NBA

NBA Betting Guide for Friday 1/20/23: Does Denver's Scoring Surge Mean an Automatic Over?

Betting on the NBA can get a little overwhelming throughout the season because there are games every day, and there's just a lot to track throughout the season and entering every night -- spreads, over/unders, injuries, and so on.

But you can rely on numberFire to help. We have a detailed betting algorithm that projects out games to see how often certain betting lines hit. You can also track spread bet percentages at FanDuel Sportsbook.

Where do our algorithm, our power rankings, and the betting trends identify value in tonight's NBA odds?

(All offensive rating, defensive rating, and net rating splits come from PBPStats.com and account for medium-, high-, and very high-leverage situations unless otherwise noted. All injury news and notes come from the official NBA injury report unless otherwise noted.)

Miami Heat at Dallas Mavericks

Dallas Mavericks +1.0 (-110)
Dallas Mavericks Moneyline (-102)

Though the Mavericks are on a three-game losing streak, the data here points to a victory for them at home over the Miami Heat.

Miami is an average road team (11-12 overall with a point differential of +0.1 but an adjusted net rating of -1.1). At home, Dallas is 16-7 outright with a +5.7 adjusted net rating.

Overall, the teams are pretty healthy, but accounting for the studs when actually active, we see the Mavericks with a relevant net rating of +2.9 for this game with Miami at +1.8.

Accounting for home-court advantage in addition to that net rating gap, I have the Mavericks favored, and numberFire's model has the Mavericks as 58.9% likely to cover the 1.0-point spread.

Los Angeles Clippers at San Antonio Spurs

San Antonio Spurs +7.0 (-110)

You may think that because the Los Angeles Clippers have Paul George and Kawhi Leonard they'll stomp the Spurs.

But in games with both George and Leonard active, their record is 9-7, and they are just 8-8 against the spread. Their net rating on non-garbage-time possessions is +3.7, though.

What does it all mean? Well, accounting for the Spurs' health, their relevant net rating is actually -2.9, which ain't half bad.

Once we account for home-court advantage and rest, the Spurs are sitting at 5.4-point underdogs in my model. numberFire also has the Spurs +7.0 as a one-star play.

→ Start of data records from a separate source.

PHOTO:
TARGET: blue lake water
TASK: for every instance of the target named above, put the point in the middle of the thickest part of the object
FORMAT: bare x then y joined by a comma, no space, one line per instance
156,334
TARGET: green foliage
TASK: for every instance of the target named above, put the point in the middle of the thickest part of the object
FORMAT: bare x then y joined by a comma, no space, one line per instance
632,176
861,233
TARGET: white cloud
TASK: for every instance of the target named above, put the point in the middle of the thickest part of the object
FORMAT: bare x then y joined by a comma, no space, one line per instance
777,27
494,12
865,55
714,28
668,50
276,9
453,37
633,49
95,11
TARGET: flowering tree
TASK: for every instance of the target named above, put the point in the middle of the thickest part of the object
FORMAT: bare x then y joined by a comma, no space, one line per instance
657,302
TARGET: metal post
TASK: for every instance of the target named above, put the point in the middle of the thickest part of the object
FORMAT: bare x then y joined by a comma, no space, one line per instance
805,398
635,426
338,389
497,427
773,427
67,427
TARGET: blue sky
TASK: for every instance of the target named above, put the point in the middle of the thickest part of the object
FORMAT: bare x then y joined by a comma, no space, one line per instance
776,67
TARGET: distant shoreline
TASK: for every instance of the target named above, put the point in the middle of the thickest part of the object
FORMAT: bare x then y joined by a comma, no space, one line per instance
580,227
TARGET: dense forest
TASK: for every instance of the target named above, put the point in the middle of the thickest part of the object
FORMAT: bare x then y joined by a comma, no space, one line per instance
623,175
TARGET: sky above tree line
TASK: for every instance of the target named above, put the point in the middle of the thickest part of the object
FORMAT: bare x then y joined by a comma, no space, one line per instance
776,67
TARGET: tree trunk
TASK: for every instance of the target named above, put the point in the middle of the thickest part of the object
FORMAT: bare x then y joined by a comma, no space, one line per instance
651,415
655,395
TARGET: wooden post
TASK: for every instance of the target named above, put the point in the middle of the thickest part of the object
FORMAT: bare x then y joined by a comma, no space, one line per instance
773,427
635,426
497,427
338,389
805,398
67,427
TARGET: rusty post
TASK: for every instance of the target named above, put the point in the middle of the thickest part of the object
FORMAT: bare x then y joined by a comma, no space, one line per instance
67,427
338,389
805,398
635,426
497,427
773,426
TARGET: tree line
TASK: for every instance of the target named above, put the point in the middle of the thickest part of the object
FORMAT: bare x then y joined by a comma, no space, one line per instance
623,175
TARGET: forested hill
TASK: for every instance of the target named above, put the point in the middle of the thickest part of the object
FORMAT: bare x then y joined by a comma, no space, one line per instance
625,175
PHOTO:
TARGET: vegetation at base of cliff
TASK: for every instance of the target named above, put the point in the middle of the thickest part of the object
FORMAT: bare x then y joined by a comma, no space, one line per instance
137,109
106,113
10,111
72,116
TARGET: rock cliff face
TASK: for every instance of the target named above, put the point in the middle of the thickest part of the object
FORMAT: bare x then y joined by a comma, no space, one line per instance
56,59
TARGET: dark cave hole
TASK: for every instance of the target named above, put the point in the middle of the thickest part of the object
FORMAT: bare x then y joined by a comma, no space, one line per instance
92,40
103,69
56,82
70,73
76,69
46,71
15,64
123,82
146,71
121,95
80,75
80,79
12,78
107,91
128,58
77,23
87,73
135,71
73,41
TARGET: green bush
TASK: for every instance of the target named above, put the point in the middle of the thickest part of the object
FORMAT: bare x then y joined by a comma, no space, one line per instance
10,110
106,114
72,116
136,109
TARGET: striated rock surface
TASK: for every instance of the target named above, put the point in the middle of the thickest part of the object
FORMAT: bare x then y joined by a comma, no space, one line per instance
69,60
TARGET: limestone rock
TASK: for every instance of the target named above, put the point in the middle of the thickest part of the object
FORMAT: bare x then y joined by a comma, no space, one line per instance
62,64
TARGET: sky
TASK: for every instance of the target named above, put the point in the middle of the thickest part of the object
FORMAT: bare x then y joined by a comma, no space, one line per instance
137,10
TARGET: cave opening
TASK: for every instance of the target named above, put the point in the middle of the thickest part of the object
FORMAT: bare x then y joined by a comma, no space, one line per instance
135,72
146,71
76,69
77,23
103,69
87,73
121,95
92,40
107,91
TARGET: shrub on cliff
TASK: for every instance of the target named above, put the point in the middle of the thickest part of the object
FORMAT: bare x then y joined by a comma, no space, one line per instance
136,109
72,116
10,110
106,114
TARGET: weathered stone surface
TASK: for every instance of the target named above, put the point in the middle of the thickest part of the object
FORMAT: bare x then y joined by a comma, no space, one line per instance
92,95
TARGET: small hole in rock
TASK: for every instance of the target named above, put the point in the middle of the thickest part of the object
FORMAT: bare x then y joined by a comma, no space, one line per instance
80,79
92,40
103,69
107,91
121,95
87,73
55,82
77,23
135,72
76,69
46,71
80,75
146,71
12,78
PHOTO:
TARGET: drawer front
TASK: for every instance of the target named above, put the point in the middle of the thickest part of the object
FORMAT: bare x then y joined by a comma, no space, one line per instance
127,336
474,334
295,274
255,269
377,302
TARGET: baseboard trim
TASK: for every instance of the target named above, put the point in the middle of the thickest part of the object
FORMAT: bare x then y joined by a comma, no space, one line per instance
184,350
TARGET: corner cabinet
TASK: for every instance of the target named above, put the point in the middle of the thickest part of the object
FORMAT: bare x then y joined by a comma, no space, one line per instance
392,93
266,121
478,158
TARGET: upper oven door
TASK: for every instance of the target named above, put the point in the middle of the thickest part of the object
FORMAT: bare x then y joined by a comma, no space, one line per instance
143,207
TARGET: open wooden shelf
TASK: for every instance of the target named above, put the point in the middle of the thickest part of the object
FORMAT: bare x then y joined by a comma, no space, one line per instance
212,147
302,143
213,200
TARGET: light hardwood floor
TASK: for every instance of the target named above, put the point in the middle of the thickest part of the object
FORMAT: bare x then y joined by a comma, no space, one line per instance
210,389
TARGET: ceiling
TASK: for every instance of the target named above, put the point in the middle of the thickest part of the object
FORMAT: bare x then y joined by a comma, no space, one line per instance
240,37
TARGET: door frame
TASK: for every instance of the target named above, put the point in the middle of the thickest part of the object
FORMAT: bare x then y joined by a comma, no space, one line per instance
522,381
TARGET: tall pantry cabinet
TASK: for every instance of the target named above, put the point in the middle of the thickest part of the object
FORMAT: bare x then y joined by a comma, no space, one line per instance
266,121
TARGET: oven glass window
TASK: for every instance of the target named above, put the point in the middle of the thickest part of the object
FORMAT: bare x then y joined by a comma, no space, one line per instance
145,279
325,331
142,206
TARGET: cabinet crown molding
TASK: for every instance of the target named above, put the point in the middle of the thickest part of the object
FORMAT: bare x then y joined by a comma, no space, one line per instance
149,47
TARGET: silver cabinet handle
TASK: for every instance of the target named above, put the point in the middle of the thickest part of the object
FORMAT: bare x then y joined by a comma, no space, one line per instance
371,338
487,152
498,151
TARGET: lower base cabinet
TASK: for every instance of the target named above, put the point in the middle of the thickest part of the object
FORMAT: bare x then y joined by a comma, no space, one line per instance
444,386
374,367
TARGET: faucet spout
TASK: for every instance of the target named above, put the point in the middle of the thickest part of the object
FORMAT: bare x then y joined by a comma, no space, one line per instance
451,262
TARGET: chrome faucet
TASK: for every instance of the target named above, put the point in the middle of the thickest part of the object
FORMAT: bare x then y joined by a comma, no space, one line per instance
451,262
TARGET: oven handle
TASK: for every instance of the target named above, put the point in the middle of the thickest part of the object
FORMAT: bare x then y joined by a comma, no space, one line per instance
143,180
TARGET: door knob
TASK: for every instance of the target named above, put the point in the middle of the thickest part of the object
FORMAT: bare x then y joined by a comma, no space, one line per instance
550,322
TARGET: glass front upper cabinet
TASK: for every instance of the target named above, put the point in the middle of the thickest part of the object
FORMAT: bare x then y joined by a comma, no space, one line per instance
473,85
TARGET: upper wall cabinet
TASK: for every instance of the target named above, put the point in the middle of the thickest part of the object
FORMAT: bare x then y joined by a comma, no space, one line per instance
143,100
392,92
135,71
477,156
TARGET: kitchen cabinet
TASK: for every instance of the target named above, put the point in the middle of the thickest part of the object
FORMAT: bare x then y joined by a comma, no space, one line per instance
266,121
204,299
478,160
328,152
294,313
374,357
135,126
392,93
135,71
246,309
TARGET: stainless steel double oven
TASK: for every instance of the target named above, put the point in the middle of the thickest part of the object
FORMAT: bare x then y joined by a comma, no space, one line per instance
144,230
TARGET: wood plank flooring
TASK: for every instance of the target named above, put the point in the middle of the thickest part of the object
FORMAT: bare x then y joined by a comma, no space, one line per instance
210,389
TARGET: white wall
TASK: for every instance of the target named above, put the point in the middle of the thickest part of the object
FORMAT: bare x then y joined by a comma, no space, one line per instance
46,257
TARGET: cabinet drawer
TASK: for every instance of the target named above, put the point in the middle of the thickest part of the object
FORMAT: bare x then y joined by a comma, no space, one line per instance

Indiana Pacers at Denver Nuggets

Under 240.0 (-110)

It feels tough to go against a Denver Nuggets over because they just keep scoring. They have at least 115 points in 12 straight games with an average of 121.1 per game in that span. Even in that blistering span, however, the over is just 6-5-1.

The Indiana Pacers, too, are allowing a lot of points lately (126 or more in three straight). But their road games have gone over just 40.9% of the time, primarily because they find ways to limit opposing offenses. They've allowed opponents to go over their implied team total in 36.4% of games in road matchups.

But the bigger issue is the Pacers' scoring. Their relevant offensive rating for this game is only 107.9 once we account for the absence of Tyrese Haliburton. With Haliburton off the floor, the team's offensive rating falls by 7.4 points, and their defensive rating improves by 4.2 points, as well. Those are under-friendly tweaks to make to the model.